Anonymous wurde bereits in der Vergangenheit dafür kritisiert, Personen fälschlicherweise als Extremisten identifiziert zu haben. Und auch im aktuellen Kampf um Medienaufmerksamkeit werden von den Hacker fragwürdige Informationen verbreitet. So findet sich auf PasteBin unter anderem folgender Eintrag, der aus dem #OpParis-Umfeld stammt und das Instagram-Profil eines Iraners veröffentlicht, mit der Behauptung, es handele sich um ein "IS-Mitglied".

Fail bei der Instagram-Identifizierung

Als Begründung liefert man ein Bild mit der Unterschrift „fire on paris again soon" und den Hashtag #22november2015. Während schon ein Blick auf die weiteren Bilder des Accounts nahelegt, dass es sich hier nicht um ein IS-Mitglied handelt, benutzt der anonyme Verfasser des PasteBins das Datum tatsächlich zur Panikmache und sucht auf ResidentAdvisor nach Events, die am 22. November in Paris stattfinden.

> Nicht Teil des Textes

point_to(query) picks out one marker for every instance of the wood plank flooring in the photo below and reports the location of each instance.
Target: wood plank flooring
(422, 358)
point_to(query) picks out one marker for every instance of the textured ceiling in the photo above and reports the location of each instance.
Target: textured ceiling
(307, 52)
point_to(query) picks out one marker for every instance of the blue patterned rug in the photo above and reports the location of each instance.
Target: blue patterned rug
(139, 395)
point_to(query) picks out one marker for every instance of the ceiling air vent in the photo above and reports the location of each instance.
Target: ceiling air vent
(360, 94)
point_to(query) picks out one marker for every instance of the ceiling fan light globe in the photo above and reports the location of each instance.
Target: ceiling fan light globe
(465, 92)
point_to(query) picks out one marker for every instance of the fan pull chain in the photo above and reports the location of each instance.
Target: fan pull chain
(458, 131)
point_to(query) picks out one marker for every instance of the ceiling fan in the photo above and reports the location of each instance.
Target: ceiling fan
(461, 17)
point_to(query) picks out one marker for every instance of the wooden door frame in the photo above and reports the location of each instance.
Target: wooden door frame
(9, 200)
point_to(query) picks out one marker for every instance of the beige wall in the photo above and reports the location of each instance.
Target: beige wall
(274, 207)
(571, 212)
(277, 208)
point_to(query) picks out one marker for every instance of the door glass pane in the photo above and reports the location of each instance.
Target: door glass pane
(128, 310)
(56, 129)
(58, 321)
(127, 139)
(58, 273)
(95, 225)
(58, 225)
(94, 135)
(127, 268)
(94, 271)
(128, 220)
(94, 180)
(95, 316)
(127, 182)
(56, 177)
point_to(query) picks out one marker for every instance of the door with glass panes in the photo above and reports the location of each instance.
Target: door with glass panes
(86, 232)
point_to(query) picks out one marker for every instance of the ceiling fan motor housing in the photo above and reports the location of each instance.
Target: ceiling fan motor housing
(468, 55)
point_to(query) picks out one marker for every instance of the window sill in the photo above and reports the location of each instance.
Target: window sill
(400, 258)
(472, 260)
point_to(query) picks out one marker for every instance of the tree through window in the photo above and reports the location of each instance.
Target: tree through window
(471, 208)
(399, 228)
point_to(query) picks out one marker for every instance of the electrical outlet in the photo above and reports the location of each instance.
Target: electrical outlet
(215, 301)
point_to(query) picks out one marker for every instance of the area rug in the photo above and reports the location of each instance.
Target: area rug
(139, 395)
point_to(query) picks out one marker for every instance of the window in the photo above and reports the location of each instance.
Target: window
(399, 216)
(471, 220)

Bei einem genaueren Blick entpuppt sich die Geschichte von den Hackern als Rettern des Abendlandes also bisher als eher unspektakulär. Tatsächlich organiseren Anon-Hacker nämlich bereits seit Juni 2014 Online-Operationen gegen den IS, die besonders nach Charlie Hebdo noch einmal intensiviert wurden. Für einen jahrelangen Online-Kampf sind die Ergebnisse daher leider eher dürftig.

Wie die Hacker von #OpParis uns erklärten, soll aber in Zukunft nach den Twitter-Accounts noch viel mehr passieren: „Es wird eine zweite Phase geben, über die wir euch leider wenig verraten können."

Wir werden den Artikel entsprechend der laufenden Aktionen von Anonymous-Hackern aktualisieren. Sollten sich neue Erkenntnisse über weitere Aktionen und ihre Auswirkungen ergeben, werden wir an dieser Stelle entsprechende Updates veröffentlichen.

Update: 19.11.: Wir haben die Einschätzungen des IS-Experten über die Wirksamkeit und das Ausmaß der Twitter-Abschaltung mit in den Artikel aufgenommen. Zur besseren Lesbarkeit wurden Zwischenüberschriften eingefügt.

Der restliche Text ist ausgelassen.